EngineAD: A Real-World Vehicle Engine Anomaly Detection Dataset

arXiv cs.LG / 3/30/2026

📰 NewsSignals & Early TrendsIdeas & Deep AnalysisModels & Research

Key Points

  • EngineAD is a newly introduced multivariate benchmark dataset for vehicle anomaly detection, built from high-resolution telemetry collected from 25 commercial vehicles over six months.
  • The dataset emphasizes real operational behavior rather than synthetic data, with normal conditions and early indicators of incipient engine faults labeled through expert annotations.
  • Data is preprocessed into 300-timestep segments represented by eight principal components, and the authors provide an initial benchmark using nine one-class anomaly detection models.
  • Results show substantial performance variation across vehicles, highlighting difficulties in cross-vehicle generalization for real-world deployments.
  • The study finds that simple classical one-class methods such as K-Means and One-Class SVM can be highly competitive—sometimes outperforming deep learning—on this segment-based evaluation.

Abstract

The progress of Anomaly Detection (AD) in safety-critical domains, such as transportation, is severely constrained by the lack of large-scale, real-world benchmarks.

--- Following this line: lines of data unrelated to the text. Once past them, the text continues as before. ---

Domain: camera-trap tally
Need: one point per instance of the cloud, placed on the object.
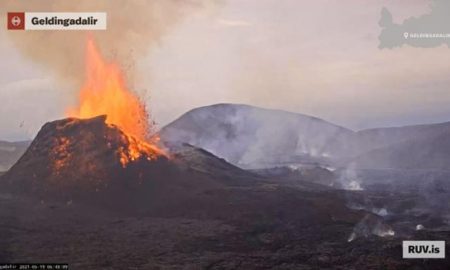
(233, 23)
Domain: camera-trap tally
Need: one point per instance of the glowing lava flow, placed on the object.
(104, 93)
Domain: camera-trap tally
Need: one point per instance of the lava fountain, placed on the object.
(104, 92)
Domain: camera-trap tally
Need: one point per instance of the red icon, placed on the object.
(16, 20)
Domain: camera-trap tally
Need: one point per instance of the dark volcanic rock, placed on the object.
(75, 158)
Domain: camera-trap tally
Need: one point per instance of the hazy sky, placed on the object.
(314, 57)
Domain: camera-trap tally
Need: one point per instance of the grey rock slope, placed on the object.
(252, 137)
(422, 147)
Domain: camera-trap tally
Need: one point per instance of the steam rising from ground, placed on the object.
(132, 27)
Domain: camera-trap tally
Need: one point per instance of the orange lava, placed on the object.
(105, 93)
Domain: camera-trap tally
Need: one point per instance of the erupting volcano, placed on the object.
(105, 93)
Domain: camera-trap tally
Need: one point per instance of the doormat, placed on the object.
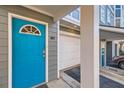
(43, 86)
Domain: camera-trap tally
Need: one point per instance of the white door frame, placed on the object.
(10, 16)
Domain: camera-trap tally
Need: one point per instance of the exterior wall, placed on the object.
(106, 15)
(108, 52)
(52, 43)
(69, 48)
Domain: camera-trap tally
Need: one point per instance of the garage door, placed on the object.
(69, 50)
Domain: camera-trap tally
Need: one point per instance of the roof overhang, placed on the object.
(55, 11)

To address this, we introduce EngineAD, a novel, multivariate dataset comprising high-resolution sensor telemetry collected from a fleet of 25 commercial vehicles over a six-month period. Unlike synthetic datasets, EngineAD features authentic operational data labeled with expert annotations, distinguishing normal states from subtle indicators of incipient engine faults. We preprocess the data into 300-timestep segments of 8 principal components and establish an initial benchmark using nine diverse one-class anomaly detection models. Our experiments reveal significant performance variability across the vehicle fleet, underscoring the challenge of cross-vehicle generalization. Furthermore, our findings corroborate recent literature, showing that simple classical methods (e.g., K-Means and One-Class SVM) are often highly competitive with, or superior to, deep learning approaches in this segment-based evaluation. By publicly releasing EngineAD, we aim to provide a realistic, challenging resource for developing robust and field-deployable anomaly detection and anomaly prediction solutions for the automotive industry.